Jim Grant, the founder of Grant’s Interest Rate Observer, thinks that monetary policy is about to undergo a major change. In the past few years “we’ve seen low rates beget lower rates, and radical policy making beget more radical policy making”. The problem is that this approach “doesn’t work”, with the only effect being that “asset prices have become distorted and the standard signposts of valuation have been twisted and turned”. This has led to a growing belief “that central bankers don’t have the answers and are in fact in the process of discrediting the very money they are meant to protect”.
The overall result of this “road to confetti” will be that “gold will reclaim some position as an active monetary asset, not a crank’s asset”. Indeed, with negative interest rates starting to appear, “it is now a relatively high-yielding asset, yielding, as it does, nothing”. So Grant is “very bullish on the metal, very bullish on miners”. Even though gold mining stocks “have come a long way”, there is still a lot of value left, since “many were priced for bankruptcy”. Grant is also positive about silver, which is “as volatile as Donald Trump”. Silver’s industrial uses will also “come to the fore as the gold bull market progresses”.

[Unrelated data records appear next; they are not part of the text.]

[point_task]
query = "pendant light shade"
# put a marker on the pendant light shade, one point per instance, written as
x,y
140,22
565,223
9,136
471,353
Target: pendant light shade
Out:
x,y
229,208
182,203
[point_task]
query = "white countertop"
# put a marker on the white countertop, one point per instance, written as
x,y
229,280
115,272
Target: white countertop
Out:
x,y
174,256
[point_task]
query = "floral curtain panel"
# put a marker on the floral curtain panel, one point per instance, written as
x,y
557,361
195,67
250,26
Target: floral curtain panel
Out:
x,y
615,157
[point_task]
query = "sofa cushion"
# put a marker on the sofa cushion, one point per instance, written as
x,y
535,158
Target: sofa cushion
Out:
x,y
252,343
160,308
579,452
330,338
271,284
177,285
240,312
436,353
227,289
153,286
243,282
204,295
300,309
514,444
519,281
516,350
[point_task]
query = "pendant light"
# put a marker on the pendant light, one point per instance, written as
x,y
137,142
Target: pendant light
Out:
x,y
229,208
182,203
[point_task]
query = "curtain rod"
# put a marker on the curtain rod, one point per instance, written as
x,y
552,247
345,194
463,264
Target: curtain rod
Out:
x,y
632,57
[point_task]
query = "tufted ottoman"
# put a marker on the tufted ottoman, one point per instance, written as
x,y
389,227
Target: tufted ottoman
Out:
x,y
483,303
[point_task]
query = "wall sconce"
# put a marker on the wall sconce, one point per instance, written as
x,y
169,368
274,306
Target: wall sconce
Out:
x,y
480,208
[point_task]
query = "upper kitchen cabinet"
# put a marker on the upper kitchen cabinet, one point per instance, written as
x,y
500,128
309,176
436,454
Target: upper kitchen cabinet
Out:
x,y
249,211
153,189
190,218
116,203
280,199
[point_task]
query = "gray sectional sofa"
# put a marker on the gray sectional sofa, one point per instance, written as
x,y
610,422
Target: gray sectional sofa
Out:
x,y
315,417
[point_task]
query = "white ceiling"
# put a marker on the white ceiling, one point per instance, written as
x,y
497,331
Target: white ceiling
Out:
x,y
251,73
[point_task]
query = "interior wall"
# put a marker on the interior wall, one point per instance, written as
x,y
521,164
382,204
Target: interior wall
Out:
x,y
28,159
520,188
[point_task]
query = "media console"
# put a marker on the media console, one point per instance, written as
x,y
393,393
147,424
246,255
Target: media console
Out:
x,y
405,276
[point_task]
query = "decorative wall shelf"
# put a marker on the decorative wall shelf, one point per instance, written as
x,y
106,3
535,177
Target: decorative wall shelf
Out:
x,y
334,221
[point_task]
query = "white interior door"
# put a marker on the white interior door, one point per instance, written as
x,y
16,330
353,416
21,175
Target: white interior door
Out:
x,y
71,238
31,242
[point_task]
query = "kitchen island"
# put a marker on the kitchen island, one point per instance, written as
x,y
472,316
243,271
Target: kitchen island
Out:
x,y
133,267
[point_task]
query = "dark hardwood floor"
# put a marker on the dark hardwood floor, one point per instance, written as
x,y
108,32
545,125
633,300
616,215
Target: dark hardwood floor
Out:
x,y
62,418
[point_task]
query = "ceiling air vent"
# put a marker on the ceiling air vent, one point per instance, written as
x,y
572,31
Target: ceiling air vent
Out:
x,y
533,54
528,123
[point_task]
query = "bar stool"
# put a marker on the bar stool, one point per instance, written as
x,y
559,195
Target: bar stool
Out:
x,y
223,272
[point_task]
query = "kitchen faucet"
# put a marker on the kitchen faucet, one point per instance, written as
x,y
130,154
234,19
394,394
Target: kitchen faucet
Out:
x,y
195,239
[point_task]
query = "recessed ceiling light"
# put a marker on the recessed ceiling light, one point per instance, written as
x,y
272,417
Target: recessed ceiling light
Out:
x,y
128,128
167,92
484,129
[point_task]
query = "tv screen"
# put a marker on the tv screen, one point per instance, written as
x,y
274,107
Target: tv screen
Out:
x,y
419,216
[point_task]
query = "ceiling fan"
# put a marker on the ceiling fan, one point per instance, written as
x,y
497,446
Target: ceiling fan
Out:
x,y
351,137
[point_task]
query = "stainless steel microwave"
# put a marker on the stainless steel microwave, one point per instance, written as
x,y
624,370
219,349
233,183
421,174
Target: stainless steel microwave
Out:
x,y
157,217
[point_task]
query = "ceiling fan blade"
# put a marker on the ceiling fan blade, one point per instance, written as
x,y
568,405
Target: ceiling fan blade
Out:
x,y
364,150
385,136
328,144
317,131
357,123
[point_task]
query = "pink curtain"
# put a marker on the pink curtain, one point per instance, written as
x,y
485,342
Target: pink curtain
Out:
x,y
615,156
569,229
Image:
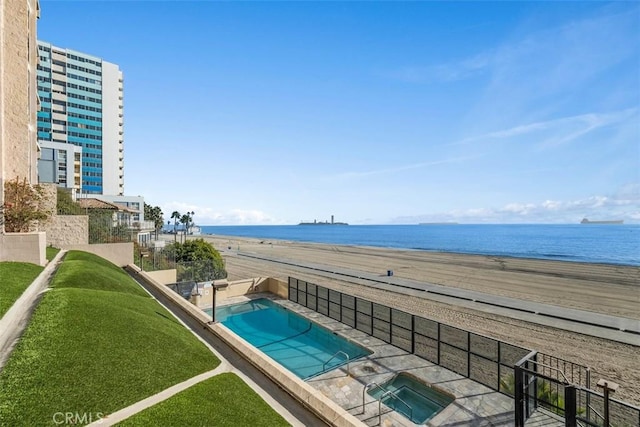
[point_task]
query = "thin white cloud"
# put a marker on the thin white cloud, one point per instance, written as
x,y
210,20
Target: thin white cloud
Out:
x,y
209,216
625,204
562,130
354,174
445,72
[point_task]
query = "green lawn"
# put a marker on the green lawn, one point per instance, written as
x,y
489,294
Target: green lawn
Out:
x,y
15,277
95,344
223,400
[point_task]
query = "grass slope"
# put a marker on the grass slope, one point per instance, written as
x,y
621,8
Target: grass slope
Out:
x,y
51,252
15,277
223,400
96,343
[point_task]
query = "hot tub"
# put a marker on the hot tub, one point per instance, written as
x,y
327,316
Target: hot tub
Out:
x,y
412,398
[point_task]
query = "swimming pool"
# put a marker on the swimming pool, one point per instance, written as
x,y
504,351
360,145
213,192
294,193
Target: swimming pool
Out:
x,y
301,346
412,398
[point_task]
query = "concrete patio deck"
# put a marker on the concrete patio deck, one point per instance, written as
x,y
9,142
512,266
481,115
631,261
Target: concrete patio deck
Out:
x,y
474,405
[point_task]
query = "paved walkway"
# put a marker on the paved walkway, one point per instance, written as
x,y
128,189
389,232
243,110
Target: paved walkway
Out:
x,y
225,366
125,413
615,328
16,319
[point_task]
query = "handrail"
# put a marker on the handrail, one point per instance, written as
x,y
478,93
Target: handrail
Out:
x,y
566,380
332,357
596,412
386,394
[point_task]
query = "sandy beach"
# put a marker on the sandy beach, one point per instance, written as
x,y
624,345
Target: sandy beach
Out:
x,y
607,289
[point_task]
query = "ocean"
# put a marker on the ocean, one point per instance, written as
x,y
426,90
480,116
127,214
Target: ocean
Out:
x,y
608,244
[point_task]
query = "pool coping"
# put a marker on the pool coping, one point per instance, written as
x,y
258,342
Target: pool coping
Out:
x,y
313,399
483,407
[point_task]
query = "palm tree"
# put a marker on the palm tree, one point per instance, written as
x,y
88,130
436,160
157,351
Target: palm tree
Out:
x,y
186,219
176,217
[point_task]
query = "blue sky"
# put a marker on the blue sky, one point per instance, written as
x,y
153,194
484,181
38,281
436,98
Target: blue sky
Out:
x,y
375,112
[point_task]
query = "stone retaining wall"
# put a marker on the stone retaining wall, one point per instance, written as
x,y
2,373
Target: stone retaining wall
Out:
x,y
311,398
64,231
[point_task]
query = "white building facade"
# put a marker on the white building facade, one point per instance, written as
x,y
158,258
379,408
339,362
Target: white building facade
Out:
x,y
81,100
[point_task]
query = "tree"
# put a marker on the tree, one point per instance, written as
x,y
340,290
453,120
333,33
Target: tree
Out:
x,y
154,213
198,260
66,205
21,206
186,220
176,217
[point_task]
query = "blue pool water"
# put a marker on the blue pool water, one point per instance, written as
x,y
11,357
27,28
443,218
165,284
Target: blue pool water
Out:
x,y
301,346
411,398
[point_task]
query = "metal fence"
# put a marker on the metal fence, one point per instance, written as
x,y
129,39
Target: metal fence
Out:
x,y
563,388
482,359
164,258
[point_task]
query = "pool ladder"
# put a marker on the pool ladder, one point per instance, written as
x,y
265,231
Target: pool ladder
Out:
x,y
333,357
385,393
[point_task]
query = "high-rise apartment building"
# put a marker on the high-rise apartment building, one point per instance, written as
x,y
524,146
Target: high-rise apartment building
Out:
x,y
18,97
81,105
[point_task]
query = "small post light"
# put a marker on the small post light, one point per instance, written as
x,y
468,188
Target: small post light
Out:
x,y
607,388
215,286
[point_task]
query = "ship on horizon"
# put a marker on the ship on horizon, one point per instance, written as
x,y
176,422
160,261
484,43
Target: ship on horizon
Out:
x,y
316,222
613,221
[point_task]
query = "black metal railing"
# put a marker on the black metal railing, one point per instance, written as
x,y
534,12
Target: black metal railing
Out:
x,y
480,358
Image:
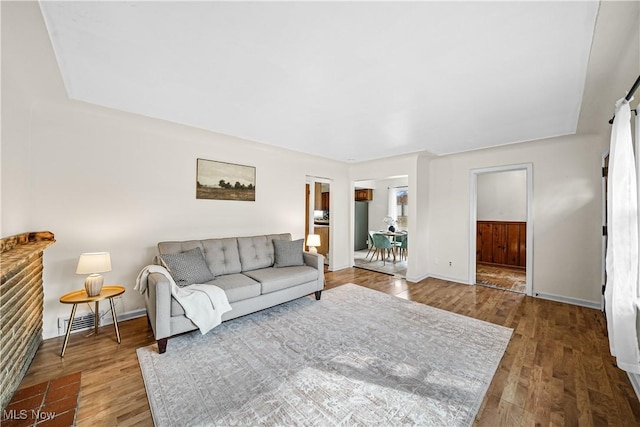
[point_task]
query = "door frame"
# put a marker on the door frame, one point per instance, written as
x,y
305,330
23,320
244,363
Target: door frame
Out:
x,y
473,218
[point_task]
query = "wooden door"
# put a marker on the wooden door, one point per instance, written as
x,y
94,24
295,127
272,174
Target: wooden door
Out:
x,y
499,243
502,242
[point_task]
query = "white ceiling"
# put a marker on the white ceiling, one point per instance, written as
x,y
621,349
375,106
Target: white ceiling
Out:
x,y
350,81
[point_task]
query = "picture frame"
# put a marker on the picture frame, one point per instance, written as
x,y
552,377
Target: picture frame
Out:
x,y
225,181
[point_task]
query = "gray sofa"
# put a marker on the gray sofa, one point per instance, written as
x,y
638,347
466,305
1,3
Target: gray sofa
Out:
x,y
246,268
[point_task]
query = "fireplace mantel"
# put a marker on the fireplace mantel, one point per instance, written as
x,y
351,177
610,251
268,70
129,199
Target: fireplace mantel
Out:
x,y
21,305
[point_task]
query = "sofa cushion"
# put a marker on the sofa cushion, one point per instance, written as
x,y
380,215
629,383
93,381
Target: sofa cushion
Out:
x,y
274,279
257,252
288,254
188,267
237,287
222,256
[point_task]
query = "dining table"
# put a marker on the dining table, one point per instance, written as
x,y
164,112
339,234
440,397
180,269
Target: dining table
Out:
x,y
393,235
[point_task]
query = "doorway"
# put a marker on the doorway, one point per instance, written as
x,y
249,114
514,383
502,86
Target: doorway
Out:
x,y
379,204
501,228
317,214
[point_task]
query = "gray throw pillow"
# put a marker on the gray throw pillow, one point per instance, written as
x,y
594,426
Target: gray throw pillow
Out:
x,y
288,254
188,267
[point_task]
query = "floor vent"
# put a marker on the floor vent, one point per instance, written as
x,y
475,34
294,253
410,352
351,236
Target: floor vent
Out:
x,y
80,323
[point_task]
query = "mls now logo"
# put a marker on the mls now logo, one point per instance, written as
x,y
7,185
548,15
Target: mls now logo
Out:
x,y
23,414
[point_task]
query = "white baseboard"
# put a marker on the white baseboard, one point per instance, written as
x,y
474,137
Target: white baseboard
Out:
x,y
635,382
133,314
339,267
447,278
568,300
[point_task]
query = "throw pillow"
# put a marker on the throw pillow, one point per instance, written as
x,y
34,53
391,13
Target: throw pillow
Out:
x,y
188,267
288,254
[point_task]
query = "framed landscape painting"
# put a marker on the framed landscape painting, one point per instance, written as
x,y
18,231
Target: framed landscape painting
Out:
x,y
225,181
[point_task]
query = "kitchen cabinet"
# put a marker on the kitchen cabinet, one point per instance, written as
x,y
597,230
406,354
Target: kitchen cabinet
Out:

Grant also doubts that bond yields will remain low forever. Between 1946 and 1981, long-term bond yields shot up from 2% to 15%. But while he is “very bearish on bonds”, he is reluctant to make a specific call on when the market will turn. “Since the 19th century, the cycles in interest rates are very long lived. They have ranged from 20-odd years in this country [the US] to 85 years in 19th-century Britain. So you can’t dogmatise on the timing.”